Several England batsmen got in but failed to press on, with Kevin Pietersen making an unusually restrained 50 in 133 balls.
England scored 215 runs in the day's 98.3 overs, the run-rate rarely rising above two an over, in a match where victory would mean they had won four Tests in a home Ashes for the first time.
But there was still something to be gained for England by denying their arch-rivals a consolation success -- Australia's last 'winless' Ashes was in 1977 -- ahead of the return series 'Down Under' starting in November.

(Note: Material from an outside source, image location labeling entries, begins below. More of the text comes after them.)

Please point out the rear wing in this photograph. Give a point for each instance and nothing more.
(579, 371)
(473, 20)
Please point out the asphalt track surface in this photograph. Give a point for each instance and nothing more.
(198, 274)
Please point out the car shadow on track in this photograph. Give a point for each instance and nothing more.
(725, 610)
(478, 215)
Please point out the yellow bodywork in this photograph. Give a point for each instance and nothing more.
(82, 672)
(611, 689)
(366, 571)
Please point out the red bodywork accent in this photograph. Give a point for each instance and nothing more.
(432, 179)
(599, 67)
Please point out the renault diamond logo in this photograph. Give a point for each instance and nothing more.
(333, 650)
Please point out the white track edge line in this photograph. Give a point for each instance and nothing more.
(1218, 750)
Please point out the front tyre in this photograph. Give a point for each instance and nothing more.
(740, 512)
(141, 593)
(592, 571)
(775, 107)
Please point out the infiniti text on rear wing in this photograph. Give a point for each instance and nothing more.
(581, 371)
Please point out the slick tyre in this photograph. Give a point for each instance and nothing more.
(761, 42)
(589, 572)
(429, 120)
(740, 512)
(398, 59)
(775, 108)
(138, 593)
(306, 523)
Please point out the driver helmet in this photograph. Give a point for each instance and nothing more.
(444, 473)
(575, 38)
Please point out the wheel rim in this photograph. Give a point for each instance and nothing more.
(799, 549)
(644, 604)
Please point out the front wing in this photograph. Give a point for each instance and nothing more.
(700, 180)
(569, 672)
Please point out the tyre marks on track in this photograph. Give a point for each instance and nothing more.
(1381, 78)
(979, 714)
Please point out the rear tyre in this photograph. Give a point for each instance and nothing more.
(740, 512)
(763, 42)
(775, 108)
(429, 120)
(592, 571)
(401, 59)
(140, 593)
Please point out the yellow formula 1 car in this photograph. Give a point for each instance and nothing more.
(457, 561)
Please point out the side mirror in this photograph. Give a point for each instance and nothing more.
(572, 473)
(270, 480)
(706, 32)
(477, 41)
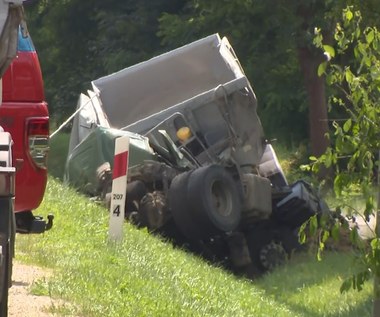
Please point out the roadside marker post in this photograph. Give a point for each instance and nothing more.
(119, 188)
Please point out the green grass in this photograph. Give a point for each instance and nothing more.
(144, 276)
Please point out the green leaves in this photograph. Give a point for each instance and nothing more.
(353, 154)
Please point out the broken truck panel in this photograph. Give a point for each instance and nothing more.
(98, 148)
(204, 174)
(166, 80)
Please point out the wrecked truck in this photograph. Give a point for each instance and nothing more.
(201, 171)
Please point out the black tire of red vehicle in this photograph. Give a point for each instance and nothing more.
(214, 198)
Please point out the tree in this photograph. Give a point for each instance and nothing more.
(274, 42)
(354, 153)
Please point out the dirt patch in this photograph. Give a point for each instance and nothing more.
(21, 302)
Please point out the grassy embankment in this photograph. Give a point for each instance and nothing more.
(144, 276)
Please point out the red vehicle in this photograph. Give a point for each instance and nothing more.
(24, 113)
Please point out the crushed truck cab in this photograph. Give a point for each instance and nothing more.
(212, 181)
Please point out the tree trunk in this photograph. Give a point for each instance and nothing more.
(315, 87)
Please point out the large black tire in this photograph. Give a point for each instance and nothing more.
(214, 198)
(181, 210)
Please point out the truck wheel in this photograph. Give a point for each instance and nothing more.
(180, 209)
(214, 198)
(153, 212)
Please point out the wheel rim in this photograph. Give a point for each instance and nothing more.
(221, 198)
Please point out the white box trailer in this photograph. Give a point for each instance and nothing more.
(213, 179)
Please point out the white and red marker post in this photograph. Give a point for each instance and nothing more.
(119, 188)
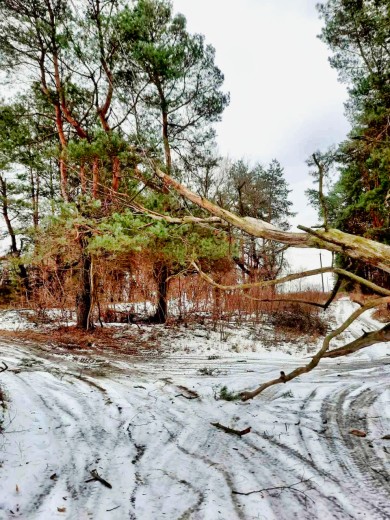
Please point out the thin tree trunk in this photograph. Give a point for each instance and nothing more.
(83, 179)
(161, 274)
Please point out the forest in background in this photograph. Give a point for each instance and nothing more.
(110, 92)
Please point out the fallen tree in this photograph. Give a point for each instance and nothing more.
(356, 247)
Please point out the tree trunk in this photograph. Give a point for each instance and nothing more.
(161, 273)
(84, 292)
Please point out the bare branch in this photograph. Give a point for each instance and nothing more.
(368, 338)
(291, 277)
(320, 354)
(374, 253)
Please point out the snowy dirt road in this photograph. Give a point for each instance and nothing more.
(136, 421)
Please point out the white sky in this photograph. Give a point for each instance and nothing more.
(286, 101)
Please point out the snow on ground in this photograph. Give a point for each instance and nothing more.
(135, 421)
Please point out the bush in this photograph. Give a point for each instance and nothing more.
(300, 319)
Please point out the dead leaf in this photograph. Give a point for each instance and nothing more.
(358, 433)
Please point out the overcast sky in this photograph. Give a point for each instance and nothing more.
(286, 101)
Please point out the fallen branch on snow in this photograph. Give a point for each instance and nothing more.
(226, 429)
(277, 488)
(97, 477)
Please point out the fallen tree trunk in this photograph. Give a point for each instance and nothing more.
(284, 378)
(360, 248)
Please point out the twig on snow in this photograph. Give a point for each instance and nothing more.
(226, 429)
(277, 488)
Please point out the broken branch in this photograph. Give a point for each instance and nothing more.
(245, 396)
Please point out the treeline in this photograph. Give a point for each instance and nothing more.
(105, 87)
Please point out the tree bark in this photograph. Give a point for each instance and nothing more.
(161, 274)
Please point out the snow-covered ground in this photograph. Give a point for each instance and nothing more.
(143, 422)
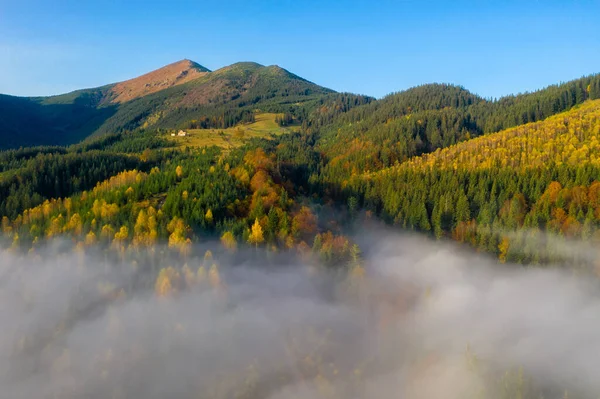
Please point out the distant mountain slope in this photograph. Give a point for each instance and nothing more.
(160, 79)
(170, 97)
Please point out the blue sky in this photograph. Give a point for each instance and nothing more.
(369, 47)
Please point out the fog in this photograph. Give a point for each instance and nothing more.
(426, 320)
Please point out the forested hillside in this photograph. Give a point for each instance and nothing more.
(502, 192)
(295, 185)
(429, 117)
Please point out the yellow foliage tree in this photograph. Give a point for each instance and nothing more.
(208, 217)
(228, 241)
(256, 234)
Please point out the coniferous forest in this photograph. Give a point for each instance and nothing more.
(126, 205)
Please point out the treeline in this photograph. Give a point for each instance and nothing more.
(502, 193)
(58, 175)
(423, 119)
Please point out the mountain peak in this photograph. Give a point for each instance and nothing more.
(170, 75)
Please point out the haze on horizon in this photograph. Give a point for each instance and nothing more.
(365, 48)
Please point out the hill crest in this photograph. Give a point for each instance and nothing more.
(168, 76)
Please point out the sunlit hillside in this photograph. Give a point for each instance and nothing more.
(264, 126)
(571, 137)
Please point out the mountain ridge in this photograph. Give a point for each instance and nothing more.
(168, 97)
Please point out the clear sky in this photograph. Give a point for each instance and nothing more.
(371, 47)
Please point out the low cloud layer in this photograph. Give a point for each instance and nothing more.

"It's not easy out there, it's quite slow and I think we played some good cricket," opener Joe Root, who on Friday made 68 -- only his second fifty of the series following his Test-best 180 in England's crushing 347-run win in the second Ashes match at Lord's -- told BBC Radio's Test Match Special.
"You have to give credit to Australia, they bowled well and we had to work really hard for the runs we got," the 22-year-old Yorkshireman added.
England resumed Friday on 32 without loss after Shane Watson's Test-best 176 and Steven Smith's 138 not out -- his maiden hundred at this level -- had taken Australia to their imposing total.
Alastair Cook, the England captain, was 17 not out and Root 13 not out.
The openers made a solid start, with Root clipping Ryan Harris off his legs for four while left-hander Cook square-drove the fast bowler for a boundary.
But Cook's poor series with the bat continued when he followed a delivery angled across him from Harris and edged to wicketkeeper Brad Haddin for 25 to end a stand of 68 with Root -- their first fifty partnership as an opening duo.
It was another low score for Cook in a series where he has made 243 runs in nine innings at an average of 27 with a best of 62 -- a far cry from his 2010/11 Ashes tour of Australia where he compiled 766 at 127.66 with three hundreds.
Root's pull off Peter Siddle saw him to a 145-ball fifty with eight fours, but, after lunch, he made a tame exit on 68 when he fell into an obvious trap by top-edging a sweep off spinner Nathan Lyon straight to Shane Watson at short fine leg, with England now 118 for two.
There were ironic cheers from a capacity crowd when Pietersen drove leg-spinner Smith for four -- the first boundary in 11 overs.
But the first delivery with the new ball saw Jonathan Trott lbw for 40 to left-arm paceman Mitchell Starc.
England challenged but, with the Decision Review System upholding Pakistani umpire Aleem Dar's verdict, it was the end of Trott's 134-ball knock.
By contrast Bell, a Warwickshire team-mate of Trott, got off the mark fifth ball with a square-driven four off Starc.
Pietersen's bottom-edged boundary -- England's first in 14 overs -- off Test debutant James Faulkner saw him to a fifty on the ground where his stunning maiden century at this level secured an Ashes-clinching draw eight years ago.
However, Pietersen had failed to add to his total when he edged Starc to Watson, now at first slip, to leave England on 217 for four.
Woakes's medium-pace posed little threat in Australia's innings but the all-rounder's batting suggested greater promise as he got off the mark first ball with a cover-driven four off Starc.